Les analyses et les engagements sont là, mais les moyens ne suivent toujours pas

Réaction d’Oxfam France aux vœux du Président de la République devant le corps diplomatique

« François Hollande a bien identifié les principaux défis devant nous : climat, développement de l’Afrique, santé mondiale, crises humanitaires et crise des réfugiés sans précédent… Il a également reconnu la nécessité pour la France, et l’Europe, de mobiliser des moyens financiers conséquents pour être à la hauteur de ces défis.

Pourtant, les arbitrages budgétaires récents, et des dernières années ne vont pas dans ce sens. S’il veut être cohérent avec ses analyses, François Hollande doit s’assurer que la France définisse enfin une véritable trajectoire vers l’engagement de consacrer de 0,7 % du RNB à l’aide au développement. Pour l’instant, nous en sommes très loin.
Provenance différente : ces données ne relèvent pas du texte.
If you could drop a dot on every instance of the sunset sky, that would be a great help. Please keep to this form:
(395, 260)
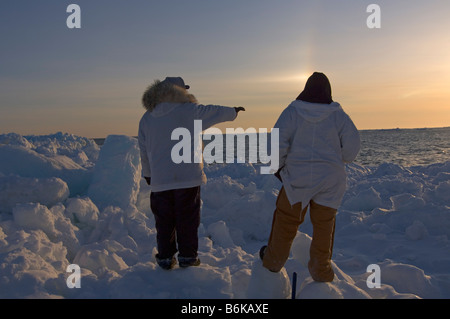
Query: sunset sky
(252, 53)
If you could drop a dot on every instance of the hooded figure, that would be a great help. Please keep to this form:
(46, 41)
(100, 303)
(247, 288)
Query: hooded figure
(175, 197)
(317, 138)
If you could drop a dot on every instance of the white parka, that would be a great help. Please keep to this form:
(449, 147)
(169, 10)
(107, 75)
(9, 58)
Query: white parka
(156, 144)
(316, 140)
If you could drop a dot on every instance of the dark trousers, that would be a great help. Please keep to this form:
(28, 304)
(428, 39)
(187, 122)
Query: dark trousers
(177, 217)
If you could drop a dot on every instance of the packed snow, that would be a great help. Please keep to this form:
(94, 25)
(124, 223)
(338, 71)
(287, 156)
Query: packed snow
(65, 200)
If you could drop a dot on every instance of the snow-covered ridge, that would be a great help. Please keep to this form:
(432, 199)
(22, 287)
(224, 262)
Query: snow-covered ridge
(65, 200)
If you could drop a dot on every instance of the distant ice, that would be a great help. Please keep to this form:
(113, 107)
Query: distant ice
(64, 200)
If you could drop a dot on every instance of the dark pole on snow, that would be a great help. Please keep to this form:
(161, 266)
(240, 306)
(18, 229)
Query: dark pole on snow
(294, 285)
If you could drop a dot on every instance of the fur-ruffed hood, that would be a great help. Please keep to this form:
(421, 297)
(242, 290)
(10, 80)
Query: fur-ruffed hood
(163, 92)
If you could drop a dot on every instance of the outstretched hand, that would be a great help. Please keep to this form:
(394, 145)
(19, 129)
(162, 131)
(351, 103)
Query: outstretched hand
(238, 109)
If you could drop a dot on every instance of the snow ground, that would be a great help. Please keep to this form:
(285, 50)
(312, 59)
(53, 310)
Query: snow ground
(64, 200)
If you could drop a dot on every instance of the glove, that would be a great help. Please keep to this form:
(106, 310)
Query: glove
(238, 109)
(277, 174)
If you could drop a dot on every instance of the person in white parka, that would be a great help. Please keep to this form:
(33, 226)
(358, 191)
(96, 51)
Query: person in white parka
(317, 139)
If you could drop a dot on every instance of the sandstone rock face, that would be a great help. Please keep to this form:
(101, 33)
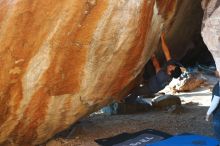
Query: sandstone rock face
(211, 28)
(63, 59)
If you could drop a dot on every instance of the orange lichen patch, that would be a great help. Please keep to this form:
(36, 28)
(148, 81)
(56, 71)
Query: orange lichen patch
(126, 71)
(34, 115)
(69, 60)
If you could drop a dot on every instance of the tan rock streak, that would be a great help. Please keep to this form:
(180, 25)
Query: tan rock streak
(61, 60)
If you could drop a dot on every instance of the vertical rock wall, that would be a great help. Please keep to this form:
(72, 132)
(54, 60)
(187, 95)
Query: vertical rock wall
(211, 28)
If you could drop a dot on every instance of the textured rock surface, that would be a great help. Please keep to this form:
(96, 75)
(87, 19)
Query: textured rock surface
(61, 60)
(211, 28)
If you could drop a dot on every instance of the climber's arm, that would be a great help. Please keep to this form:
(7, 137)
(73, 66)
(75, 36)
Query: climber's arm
(155, 63)
(165, 47)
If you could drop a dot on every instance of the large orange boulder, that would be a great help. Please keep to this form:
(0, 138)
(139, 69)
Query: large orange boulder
(60, 60)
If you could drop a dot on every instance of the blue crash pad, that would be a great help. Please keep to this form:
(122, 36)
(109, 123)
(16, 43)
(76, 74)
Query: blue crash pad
(187, 140)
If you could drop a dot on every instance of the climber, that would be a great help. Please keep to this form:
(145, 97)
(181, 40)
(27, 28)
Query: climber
(163, 77)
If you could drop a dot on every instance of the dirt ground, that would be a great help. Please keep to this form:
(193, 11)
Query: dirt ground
(190, 120)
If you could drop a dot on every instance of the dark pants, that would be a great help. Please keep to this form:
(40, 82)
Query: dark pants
(137, 93)
(216, 125)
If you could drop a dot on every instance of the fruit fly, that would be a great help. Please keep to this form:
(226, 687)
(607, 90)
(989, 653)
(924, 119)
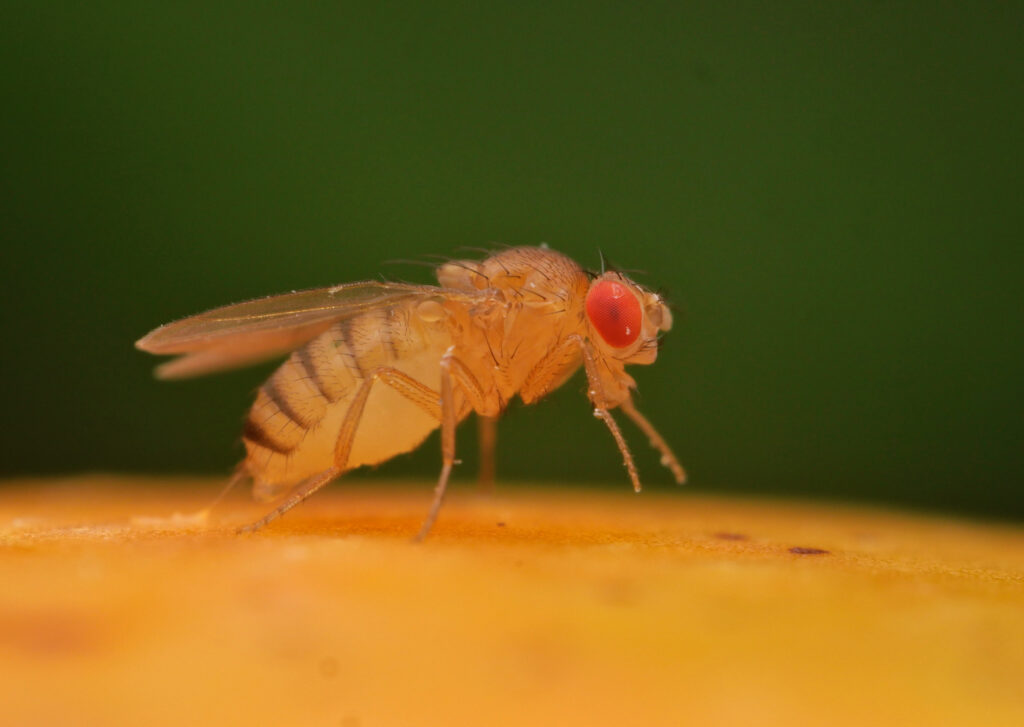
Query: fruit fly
(373, 368)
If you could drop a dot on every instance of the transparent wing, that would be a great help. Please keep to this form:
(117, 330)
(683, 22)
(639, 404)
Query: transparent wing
(245, 333)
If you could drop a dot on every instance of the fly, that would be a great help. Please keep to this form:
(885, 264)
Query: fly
(373, 368)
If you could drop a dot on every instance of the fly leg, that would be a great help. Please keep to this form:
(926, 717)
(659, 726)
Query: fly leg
(596, 392)
(298, 494)
(409, 387)
(486, 428)
(668, 456)
(452, 369)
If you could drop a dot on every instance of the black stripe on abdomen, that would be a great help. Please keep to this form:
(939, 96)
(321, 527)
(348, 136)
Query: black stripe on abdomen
(256, 433)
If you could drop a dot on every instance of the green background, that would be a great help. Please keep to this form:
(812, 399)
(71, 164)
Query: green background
(829, 193)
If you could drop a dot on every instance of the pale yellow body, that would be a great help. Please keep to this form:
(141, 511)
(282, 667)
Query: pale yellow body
(293, 426)
(374, 368)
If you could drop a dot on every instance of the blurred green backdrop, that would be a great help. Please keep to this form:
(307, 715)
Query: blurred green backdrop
(829, 193)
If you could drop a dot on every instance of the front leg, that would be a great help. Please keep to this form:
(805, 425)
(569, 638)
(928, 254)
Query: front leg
(595, 390)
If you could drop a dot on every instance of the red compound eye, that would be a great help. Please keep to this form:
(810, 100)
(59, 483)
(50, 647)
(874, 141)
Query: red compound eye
(614, 312)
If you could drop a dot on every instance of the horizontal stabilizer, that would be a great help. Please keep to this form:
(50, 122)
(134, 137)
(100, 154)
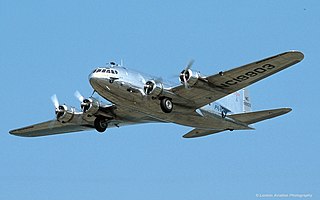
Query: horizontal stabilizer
(200, 132)
(253, 117)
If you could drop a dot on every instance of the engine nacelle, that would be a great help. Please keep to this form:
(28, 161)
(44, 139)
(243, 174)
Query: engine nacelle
(153, 88)
(64, 113)
(90, 106)
(189, 77)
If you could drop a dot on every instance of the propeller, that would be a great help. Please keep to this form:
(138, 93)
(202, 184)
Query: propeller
(184, 76)
(59, 109)
(85, 103)
(78, 96)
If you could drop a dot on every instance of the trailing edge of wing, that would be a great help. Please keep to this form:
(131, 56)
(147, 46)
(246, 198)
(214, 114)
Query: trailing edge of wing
(253, 117)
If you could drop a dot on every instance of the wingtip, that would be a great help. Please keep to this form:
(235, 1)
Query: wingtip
(298, 54)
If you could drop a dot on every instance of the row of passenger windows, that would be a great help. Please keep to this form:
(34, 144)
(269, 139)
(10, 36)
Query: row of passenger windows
(105, 71)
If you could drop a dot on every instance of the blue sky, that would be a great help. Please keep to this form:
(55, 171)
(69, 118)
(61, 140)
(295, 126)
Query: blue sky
(50, 47)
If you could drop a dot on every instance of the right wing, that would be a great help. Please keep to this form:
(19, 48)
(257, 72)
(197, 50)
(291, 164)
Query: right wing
(82, 122)
(200, 132)
(211, 88)
(253, 117)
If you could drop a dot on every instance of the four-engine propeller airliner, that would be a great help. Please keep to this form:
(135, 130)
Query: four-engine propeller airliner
(208, 104)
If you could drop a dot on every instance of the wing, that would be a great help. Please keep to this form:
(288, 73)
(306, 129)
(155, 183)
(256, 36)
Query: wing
(212, 88)
(49, 128)
(83, 122)
(253, 117)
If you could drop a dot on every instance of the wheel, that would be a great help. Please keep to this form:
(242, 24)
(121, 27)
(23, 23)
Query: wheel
(100, 124)
(166, 105)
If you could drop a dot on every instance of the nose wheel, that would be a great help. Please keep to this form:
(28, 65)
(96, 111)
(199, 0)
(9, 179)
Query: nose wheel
(100, 124)
(166, 105)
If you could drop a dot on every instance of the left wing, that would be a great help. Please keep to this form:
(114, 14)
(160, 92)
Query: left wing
(212, 88)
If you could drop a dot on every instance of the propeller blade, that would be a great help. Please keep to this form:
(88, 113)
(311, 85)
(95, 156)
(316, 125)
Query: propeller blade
(55, 101)
(78, 96)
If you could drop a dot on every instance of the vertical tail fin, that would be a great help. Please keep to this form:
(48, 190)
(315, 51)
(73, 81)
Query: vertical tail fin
(238, 102)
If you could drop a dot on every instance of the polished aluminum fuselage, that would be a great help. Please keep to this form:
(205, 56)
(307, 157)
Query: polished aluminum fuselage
(125, 89)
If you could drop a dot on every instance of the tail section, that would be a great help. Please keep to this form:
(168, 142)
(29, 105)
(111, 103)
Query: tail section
(246, 101)
(238, 102)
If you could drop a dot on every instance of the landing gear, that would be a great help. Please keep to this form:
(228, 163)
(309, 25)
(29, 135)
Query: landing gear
(100, 124)
(166, 105)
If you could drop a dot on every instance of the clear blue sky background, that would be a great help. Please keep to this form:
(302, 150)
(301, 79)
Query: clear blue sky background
(50, 47)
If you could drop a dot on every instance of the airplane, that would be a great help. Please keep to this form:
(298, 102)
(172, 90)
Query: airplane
(207, 104)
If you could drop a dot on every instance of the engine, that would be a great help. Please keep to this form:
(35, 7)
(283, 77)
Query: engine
(64, 114)
(90, 106)
(153, 87)
(189, 77)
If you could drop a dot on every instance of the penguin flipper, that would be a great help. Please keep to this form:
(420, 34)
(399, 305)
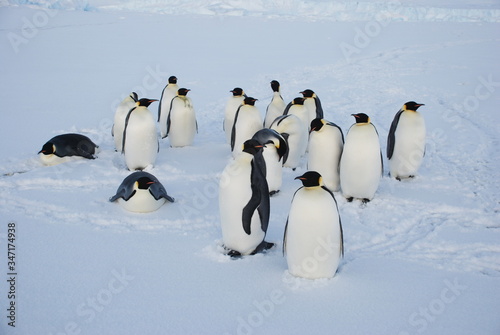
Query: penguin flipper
(391, 137)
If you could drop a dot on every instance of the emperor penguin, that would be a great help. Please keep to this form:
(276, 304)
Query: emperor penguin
(292, 129)
(65, 147)
(232, 105)
(275, 153)
(247, 122)
(140, 139)
(276, 107)
(181, 121)
(119, 121)
(141, 192)
(244, 203)
(168, 93)
(312, 104)
(313, 240)
(326, 142)
(406, 141)
(297, 108)
(361, 160)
Cette année sera cruciale pour le dispositif et les financements de l’aide française. Le rapprochement de l’AFD/CDC doit aboutir à une véritable agence de développement, au service de la lutte contre la pauvreté et les inégalités dans le monde, et non pas une simple institution financière centrée sur des indicateurs financiers et déconnectée de véritables enjeux de développement des populations vulnérables. L’aide aux populations les plus pauvres, l’adaptation au changement climatique, la réponse aux crises doivent être au cœur des de l’agenda de cette nouvelle entité.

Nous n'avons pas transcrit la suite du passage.